Furthermore, it is interesting to note from FIG. 13 that there is a greater range of perceived breathiness for those stimuli with a mid-to-low AQ. It confirms intuition that it is a more difficult task to rate the breathiness of stimuli which are perhaps better characterized by either modal or pressed phonation.

Though not shown in the figure, a scatter-plot was also prepared to compare the perceived loudness with the RMS energy measured in the same reliability centers. The correlation was found to be 0.83, thus confirming the strength of that relation despite not having used a more sophisticated, perceptually weighted measure of loudness.

As described above, the present embodiment realized a method and apparatus for (i) determining a position of a reliability center of quasi-syllabic nuclei in recorded natural speeches and for (ii) measuring sound source attributes quantified by AQs proposed in Reference 2, without necessitating any operator supervision. The result of voice perception experiments performed by using the method and apparatus confirmed the importance of AQ as values that enable robust measurement, having strong correlation with the perceived breathiness in the pseudo-syllabic nuclei. In fact, though there was such an error source as described in the foregoing, it could be confirmed that further study of AQ as a sound quality parameter is necessary, because of the correlation found between AQ and the perceived breathiness.

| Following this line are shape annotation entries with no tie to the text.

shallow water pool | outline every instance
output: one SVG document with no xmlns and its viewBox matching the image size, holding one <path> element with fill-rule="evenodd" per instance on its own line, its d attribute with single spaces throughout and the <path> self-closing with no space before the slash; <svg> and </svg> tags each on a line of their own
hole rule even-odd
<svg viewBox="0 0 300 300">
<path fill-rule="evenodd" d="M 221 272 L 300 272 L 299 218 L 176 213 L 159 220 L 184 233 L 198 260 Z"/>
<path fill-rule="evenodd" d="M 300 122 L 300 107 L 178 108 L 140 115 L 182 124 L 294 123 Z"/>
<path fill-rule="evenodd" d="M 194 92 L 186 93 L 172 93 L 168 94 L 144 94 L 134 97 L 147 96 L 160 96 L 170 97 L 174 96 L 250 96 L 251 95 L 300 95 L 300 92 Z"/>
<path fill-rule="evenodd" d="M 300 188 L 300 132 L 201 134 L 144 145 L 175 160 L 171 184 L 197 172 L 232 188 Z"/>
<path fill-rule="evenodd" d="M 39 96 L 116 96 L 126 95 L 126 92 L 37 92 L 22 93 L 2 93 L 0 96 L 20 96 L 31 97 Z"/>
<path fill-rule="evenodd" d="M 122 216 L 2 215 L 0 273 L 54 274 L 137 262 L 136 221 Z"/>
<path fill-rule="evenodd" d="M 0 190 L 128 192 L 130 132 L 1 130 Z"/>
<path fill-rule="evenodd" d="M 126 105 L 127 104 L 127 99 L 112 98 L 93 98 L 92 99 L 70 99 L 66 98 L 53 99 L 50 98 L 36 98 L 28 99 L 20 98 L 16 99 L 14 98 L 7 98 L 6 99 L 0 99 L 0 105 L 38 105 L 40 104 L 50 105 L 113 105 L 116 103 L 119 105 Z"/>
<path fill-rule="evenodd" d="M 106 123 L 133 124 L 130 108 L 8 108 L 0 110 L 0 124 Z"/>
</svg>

The embodiments as have been described here are mere examples and should not be interpreted as restrictive. The scope of the present invention is determined by each of the claims with appropriate consideration of the written description of the embodiments and embraces modifications within the meaning of, and equivalent to, the languages in the claims.

The present method and apparatus enable automatic para-linguistic labeling of speech units without operator supervision, facilitating database construction. When continuous speech synthesization is performed using the database of the speech units with desired labeling thus realized, it becomes possible to realize a man-machine interface using natural speech synthesis using wide range of speech styles ranging from pressed sound through modal to breathy sound.